XX. Assim sendo, deveria o tribunal a quo considerar a matéria alegada em 158 a 192 da contestação.

Contra-alegou o recorrido, rematando que “deve improceder o recurso, mantendo-se na íntegra a douta decisão recorrida”.

*
Com legal dispensa de vistos, cumpre decidir.
*
Circunstancialmente:
1) - O Autor intentou a acção nos termos da sua p. i., que aqui se têm presentes, onde peticionou:
1. Ser declarada a nulidade dos seguintes atos administrativos:
Processo n.º 562/2022 da Câmara Municipal ...:
a) Despacho da Senhora Vice-Presidente da Câmara e Vereadora do Planeamento e Gestão Urbanística de 29 de maio de 2022 que, no uso de competências delegadas, aprovou informação favorável ao Pedido de Informação Prévia relativo à “proposta de construção de um edifício de habitação multifamiliar de rés-do-chão, dois andares e acesso á cobertura” no prédio supra referenciado;
Processo de licenciamento n.º ...22 da Câmara Municipal ...:
b) Despacho da Senhora Vice-Presidente da Câmara e Vereadora do Planeamento e Gestão Urbanística de 31 de agosto de 2022 que, no uso de competências delegadas, aprovou o projeto de arquitetura, referente ao pedido de licenciamento de obras de construção de edifício de habitação multifamiliar (com 11 fogos) com cave, r/c e andar e ainda acesso à cobertura, e uma piscina natural, a construir no terreno com frente para a Rua ..., em ..., no prédio supra referenciado, apresentado pela Contrainteressada;
c) Despacho da Senhora Vice-Presidente da Câmara e Vereadora do Planeamento e Gestão Urbanística de 12 de dezembro de 2022 que, no uso de competências delegadas, deferiu o pedido de licenciamento das obras de construção do referido edifício no prédio em causa, pela contrainteressada.
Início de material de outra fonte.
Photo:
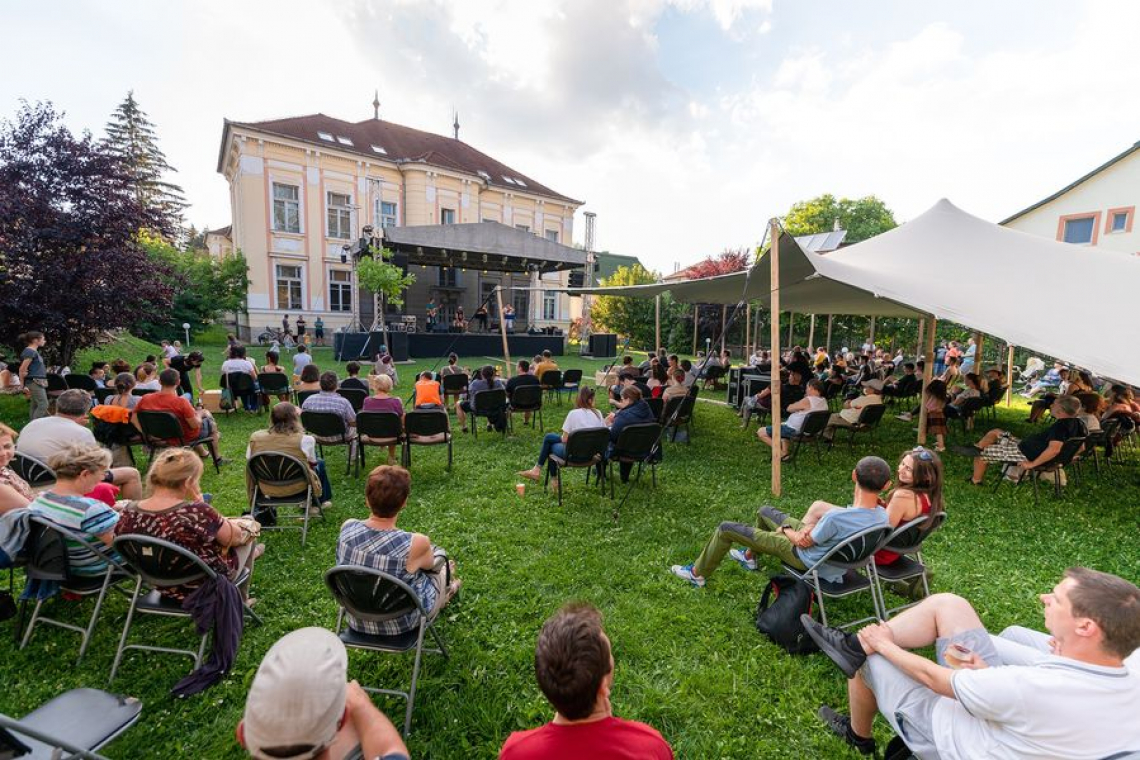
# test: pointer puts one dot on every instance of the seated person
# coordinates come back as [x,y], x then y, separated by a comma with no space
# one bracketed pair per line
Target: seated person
[573,665]
[800,544]
[79,468]
[1032,451]
[797,415]
[47,436]
[176,512]
[302,705]
[584,416]
[376,542]
[286,435]
[353,381]
[1022,694]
2. Ser o R. Município condenado à adoção de comportamento, a saber, a tomar medida de reposição da legalidade urbanística de demolição da obra já erigida, com reposição do terreno no estado em que se encontrava antes da execução dos atos nulos, por ser a única medida admissível no caso, nos termos do disposto nos art.ºs 102º, nº 2, al. e), e 106º do RJUE.
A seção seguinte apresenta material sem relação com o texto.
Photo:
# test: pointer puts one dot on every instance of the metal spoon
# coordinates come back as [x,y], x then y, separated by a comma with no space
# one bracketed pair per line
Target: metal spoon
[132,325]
2) - A contra-interessada, ora recorrente, contestou, em termos que aqui se têm presentes, requerendo a final, entre o mais: «autorizar o prosseguimento dos trabalhos, nos termos e para os efeitos previstos no artigo 69º, nº 3 do RJUE, permitindo a conclusão da obra, nos termos do licenciamento aprovado».
3) - Sendo vertido o despacho recorrido, de 10-07-2024, com o seguinte teor:
«Na contestação que apresentou, a Contrainteressada veio requerer autorização para o prosseguimento dos trabalhos de execução da obra em discussão nos presentes autos, ao abrigo do disposto no artigo 69.º n.º 3 do Regime Jurídico da Urbanização e Edificação (RJUE).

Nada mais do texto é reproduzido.